The Consumerism of Christmas

By: Emmanuelle Feria

Everyone knows that the true meaning of Christmas is to buy and get gifts. Shortly after the season of Thanksgiving comes the consumerism of Christmas. Starting off this chaotic frenzy to stores and the Christmas season is Black Friday. Right after you finish eating a nice, home-cooked meal and enjoying the company of your family, you have to hurry off to the store to make sure you get all of the hottest discount items! Even earlier than Black Friday, the companies and stores you know and love get their Christmas items in so that you can begin to think about all the things you will buy, even before the month of December! It’s time to go Christmas shopping! You know what that means! Time to sprint to the store to buy gifts for your friends, family, and probably yourself! We all love



receiving gifts–not so much giving them–but giving gifts is a nice way to display appreciation and love to your friends and family.
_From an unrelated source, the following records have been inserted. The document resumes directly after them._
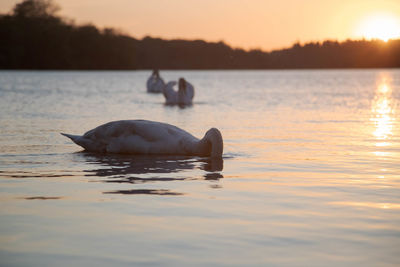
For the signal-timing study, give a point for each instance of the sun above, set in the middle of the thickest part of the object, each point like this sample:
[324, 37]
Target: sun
[379, 26]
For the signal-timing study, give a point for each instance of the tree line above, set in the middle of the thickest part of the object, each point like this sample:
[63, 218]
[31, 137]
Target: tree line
[33, 36]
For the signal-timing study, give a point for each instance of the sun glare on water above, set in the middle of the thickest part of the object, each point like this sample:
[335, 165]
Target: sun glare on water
[380, 26]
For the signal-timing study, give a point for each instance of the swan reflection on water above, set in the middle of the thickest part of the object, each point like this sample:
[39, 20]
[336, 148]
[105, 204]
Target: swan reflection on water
[140, 169]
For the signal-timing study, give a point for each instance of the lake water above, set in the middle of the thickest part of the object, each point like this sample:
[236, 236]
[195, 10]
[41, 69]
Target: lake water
[310, 175]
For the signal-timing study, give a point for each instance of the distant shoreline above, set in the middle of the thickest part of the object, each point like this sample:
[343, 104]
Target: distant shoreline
[33, 38]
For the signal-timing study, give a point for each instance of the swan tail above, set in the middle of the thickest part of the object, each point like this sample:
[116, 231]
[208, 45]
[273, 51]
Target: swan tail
[86, 143]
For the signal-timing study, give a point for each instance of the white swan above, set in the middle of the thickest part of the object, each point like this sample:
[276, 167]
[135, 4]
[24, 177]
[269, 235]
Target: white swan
[184, 95]
[148, 137]
[155, 84]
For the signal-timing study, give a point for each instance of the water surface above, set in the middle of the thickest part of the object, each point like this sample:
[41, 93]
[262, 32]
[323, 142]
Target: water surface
[310, 174]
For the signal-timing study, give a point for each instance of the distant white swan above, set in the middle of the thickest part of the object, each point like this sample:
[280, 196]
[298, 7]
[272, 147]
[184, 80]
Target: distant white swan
[184, 95]
[148, 137]
[155, 84]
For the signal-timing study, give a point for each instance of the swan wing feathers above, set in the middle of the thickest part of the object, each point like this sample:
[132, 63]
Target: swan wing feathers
[140, 137]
However, in the midst of this family-oriented holiday and winter celebration, we often get caught up in the consumerism associated with it. Over time America has gained a reputation for being a highly consumerist nation and the birthplace of many leading companies. The American economy is also highly reliant on these leading companies and businesses, so it is necessary for them to make a profit, and encourage the public as much as they can to buy from their company. It is not by nature an evil intention. However, with the vast array of companies, businesses, and stores competing for the public’s money and their publicity, they become too focused and too motivated to make money off of their customers. They will do almost anything to grab the interest- and the cash- of their customers. They trick us into squandering our money, wasting it away on materialistic and unimportant items. To contrast, not all items that can be bought from a store are wasteful spending. Stores do sell helpful items that make life easier. Items that can be bought can have an incredible impact on the people that buy them– for instance, books. Books have the potential to have an incredible impact on their readers. However, most people tend to spend their money on less useful items.

The reinforcement of consumerism culture and the tradition of Christmas consumerism



is Santa Claus. This light-hearted, rosy-cheeked figure is the paragon of Christmas spirit. He is generous and seeks to make children happy. However, the only way that he seeks to “make them happy” and “spread Christmas cheer” is by sending them gifts and riding over rooftops, chanting, “ho, ho, ho!” He isn’t very realistic, and represents a more abstract idea. He doesn’t encourage children to give gifts to each other, and help those in need. Every Christmas, children expect to get the perfect gifts from Santa, not being encouraged to give gifts to others as well. While Santa Claus is a generous figure, he doesn’t really encourage others to be generous. He only expects children to “spread the Christmas cheer,” “be nice,” and believe in his existence. Those are pretty low standards, considering that this so-called Santa prepares gifts and delivers them to children every single year, expecting them only to “be nice” when he has done so much for them. There is no guarantee whatsoever that children all around the world will “be nice” and that he would be able to “see them when they’re sleeping” and “know when they’re awake” as the well-known Christmas song goes. Also, how on earth would an obese, diabetic old man be able to live for so long and still have the will and physical ability to transport gifts to children? How would this man be able to survive on milk and cookies? As nice of a thought as this is, it just isn’t very realistic or possible. Santa could, more controversially, represent consumerism. When the time comes and children choose to no longer believe in him, they go to the store and buy gifts for themselves, and sometimes for their friends and family.                    

Another issue is that many gifts that are bought and given during Christmas end up in landfills shortly after. Further, plastic or glass gifts can end up on coastlines, and in the ocean. Consumerism itself isn’t negative, but its influence can have a negative impact on people.  It isn’t shameful to buy things, and people should not be ashamed of consumerism. Conscious consumerism can be beneficial. Buying ethical gifts that give back to the environment are good, and so are gifts that are practical, durable, and sustainable. Conscious consumerism can use the public’s urge to buy things for a good cause. For instance, a company called “4ocean” funds ocean cleanups and uses the plastic collected from those cleanups to create bracelets. The public can then buy these bracelets and feel good, knowing that their purchase of the bracelet cleared one pound of plastic from the ocean and its coastlines. This company also offers other products that buyers can feel good about and know their purchase is going to a good cause. As Christmas is approaching, we must remember its importance, and not get caught up in the consumerism that so often surrounds it.